OROCommerce: Built-in Customer Relationship Management (CRM) software allows managers to track and analyze performance and efficiency metrics so they can attract more customers into the sales funnel.
TradeGecko: A good option for wholesale businesses looking for an omnichannel optimization solution. TradeGecko also enables businesses to integrate into larger platforms.
Tips for success in wholesale ecommerce
To build a successful wholesale ecommerce operation, there are a handful of questions you need to ask yourself; as well as some questions you should be asking potential suppliers. Let’s do the introspection first:
How much and how many different inventory items do you expect to sell each month, each quarter, each year? Forecasting feels like guesswork at first, but it’s important to set milestones and objectives so you understand the scalability of the platform you're considering.

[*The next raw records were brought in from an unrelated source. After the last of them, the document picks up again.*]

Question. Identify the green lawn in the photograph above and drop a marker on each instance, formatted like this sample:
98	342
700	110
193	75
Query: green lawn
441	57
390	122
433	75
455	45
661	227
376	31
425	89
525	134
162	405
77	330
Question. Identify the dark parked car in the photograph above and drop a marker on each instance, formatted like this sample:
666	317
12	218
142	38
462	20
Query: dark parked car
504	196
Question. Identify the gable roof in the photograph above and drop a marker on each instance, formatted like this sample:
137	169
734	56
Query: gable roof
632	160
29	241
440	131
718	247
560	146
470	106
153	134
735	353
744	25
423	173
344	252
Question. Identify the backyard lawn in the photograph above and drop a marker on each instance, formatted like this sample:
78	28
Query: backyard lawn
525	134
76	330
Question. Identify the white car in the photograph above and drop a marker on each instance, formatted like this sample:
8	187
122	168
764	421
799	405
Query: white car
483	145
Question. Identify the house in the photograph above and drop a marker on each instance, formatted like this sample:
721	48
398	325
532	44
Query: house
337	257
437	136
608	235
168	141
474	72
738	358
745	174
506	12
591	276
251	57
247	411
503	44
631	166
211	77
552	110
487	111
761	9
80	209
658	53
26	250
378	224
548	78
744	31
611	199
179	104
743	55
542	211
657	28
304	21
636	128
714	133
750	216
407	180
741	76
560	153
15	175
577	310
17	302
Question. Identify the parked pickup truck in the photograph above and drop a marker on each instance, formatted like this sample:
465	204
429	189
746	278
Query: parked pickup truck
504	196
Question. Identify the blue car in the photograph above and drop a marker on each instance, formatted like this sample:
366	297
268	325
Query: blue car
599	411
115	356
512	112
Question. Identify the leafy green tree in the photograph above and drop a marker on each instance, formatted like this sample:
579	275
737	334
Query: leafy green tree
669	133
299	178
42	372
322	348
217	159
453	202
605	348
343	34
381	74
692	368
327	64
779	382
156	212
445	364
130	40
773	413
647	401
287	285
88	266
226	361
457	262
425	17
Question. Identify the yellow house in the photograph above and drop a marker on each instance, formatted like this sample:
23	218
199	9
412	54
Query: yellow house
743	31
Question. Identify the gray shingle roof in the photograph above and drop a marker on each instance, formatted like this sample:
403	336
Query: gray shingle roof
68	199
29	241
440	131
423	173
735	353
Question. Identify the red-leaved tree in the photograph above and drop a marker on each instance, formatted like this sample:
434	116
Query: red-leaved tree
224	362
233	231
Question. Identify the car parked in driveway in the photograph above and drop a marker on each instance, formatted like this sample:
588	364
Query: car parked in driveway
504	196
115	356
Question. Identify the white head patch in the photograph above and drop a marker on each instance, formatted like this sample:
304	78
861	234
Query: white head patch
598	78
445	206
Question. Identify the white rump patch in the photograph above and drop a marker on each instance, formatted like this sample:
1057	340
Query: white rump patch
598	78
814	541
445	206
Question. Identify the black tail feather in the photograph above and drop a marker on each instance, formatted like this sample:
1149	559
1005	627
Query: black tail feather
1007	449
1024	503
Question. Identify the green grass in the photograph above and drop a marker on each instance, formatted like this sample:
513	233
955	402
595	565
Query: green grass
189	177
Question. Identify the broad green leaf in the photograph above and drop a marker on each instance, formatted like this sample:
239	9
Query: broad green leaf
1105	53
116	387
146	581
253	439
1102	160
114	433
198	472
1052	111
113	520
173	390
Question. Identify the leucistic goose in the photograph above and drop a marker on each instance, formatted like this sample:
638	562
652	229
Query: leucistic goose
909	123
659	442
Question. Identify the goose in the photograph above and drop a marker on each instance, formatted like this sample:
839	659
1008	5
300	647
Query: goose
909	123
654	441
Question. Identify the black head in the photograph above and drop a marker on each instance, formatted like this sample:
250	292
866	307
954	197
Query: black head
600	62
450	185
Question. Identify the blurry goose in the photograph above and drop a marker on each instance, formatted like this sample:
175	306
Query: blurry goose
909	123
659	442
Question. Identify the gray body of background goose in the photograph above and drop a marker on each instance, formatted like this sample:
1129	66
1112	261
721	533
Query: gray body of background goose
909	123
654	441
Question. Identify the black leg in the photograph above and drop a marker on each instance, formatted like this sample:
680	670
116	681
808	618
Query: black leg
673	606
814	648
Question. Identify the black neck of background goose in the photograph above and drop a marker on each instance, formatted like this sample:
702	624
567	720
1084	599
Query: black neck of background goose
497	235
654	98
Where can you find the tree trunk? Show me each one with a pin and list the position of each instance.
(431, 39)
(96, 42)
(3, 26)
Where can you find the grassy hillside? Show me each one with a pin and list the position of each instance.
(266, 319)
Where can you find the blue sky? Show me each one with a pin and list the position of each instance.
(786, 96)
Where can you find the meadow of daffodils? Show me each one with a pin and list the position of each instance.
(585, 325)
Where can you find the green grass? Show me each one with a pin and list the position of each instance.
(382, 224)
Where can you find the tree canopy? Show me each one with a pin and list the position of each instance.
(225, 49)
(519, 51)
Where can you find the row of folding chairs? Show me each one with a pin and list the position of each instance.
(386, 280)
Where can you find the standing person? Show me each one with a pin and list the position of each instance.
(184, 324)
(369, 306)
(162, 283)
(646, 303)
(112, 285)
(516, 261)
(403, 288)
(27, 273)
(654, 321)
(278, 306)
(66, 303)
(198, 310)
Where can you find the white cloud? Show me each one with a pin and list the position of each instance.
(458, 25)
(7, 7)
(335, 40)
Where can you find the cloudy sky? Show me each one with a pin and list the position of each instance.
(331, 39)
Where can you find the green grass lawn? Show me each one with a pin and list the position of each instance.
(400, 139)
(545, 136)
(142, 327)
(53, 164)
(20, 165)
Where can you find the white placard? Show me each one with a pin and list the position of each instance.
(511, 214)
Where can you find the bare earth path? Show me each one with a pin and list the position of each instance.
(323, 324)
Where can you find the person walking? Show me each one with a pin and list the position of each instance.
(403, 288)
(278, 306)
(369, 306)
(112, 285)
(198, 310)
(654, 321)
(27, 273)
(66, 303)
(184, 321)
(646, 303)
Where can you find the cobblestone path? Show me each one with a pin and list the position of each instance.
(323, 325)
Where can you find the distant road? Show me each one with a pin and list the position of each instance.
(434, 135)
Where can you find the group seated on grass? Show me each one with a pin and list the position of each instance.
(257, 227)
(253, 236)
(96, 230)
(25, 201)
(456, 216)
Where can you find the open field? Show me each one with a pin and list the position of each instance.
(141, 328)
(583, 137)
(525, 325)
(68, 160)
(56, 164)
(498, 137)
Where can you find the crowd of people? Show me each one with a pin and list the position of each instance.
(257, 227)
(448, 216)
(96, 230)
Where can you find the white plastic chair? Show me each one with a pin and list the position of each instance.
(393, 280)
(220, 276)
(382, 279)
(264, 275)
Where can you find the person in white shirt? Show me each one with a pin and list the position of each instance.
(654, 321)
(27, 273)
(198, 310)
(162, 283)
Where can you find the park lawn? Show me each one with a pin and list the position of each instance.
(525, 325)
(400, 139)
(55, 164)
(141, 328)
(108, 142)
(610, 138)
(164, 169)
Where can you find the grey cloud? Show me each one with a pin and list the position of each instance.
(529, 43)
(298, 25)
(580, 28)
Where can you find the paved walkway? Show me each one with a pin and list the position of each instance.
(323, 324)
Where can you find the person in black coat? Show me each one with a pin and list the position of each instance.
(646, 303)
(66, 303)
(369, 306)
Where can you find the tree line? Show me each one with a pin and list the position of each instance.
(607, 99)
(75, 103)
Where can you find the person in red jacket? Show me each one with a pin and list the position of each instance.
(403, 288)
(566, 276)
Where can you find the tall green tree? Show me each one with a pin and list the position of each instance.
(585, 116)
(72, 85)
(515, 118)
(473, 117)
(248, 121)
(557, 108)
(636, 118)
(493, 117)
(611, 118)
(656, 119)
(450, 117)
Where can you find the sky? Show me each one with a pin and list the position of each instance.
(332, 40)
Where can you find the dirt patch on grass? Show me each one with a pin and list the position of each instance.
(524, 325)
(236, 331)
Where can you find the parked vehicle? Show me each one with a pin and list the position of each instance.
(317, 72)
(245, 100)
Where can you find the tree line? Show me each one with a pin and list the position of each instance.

Have you identified your target market? The first question every marketing person should ask is, “Who am I talking to?” It can’t be overstated how important this question is to ask.
What kind of delivery time is acceptable from your suppliers? This will help you determine the type of promises you can make to your customers.
Are you going to drop ship? There’s a big difference between drop shipping from your supplier to bringing merchandise into your location and shipping it out from there. What’s going to work with your business model?
Here are a few questions you should ask any potential suppliers:
Is the product we want to sell available? Does the supplier maintain enough stock to support your sales objectives?
Is there a minimum order quantity? Are there price breaks or brackets for purchasing specific amounts? (1-49 at $5.00 or 100+ at $4.00, for example)
What is the turnaround time from the time an order is placed and what payment terms are expected? Cash upfront? COD? 30-day terms?
What happens if there is a needed return?
There are a few more questions if you’re doing business with someone outside your country.
Is there a representative that speaks our language?
Will your business be open during the time zone my business is open?
Do you have experience with foreign delivers to my market?
The right supplier and the right platform for your business
It doesn’t matter if you’re sourcing a supplier or looking for a platform, what works for one business might not be the best solution for another. Don’t be timid about asking a lot of questions about what you’re looking for to make sure it’s a good fit for you. You should also ask to speak with current customers to gauge what their satisfaction is. Don’t be afraid to ask for names in addition to those featured on their company website. Ask about the things you’re looking for and gauge what they tell you about their experience.
If they won’t put you in touch with current customers, take that to mean either they don’t have customers for you to talk to, or they are all unhappy.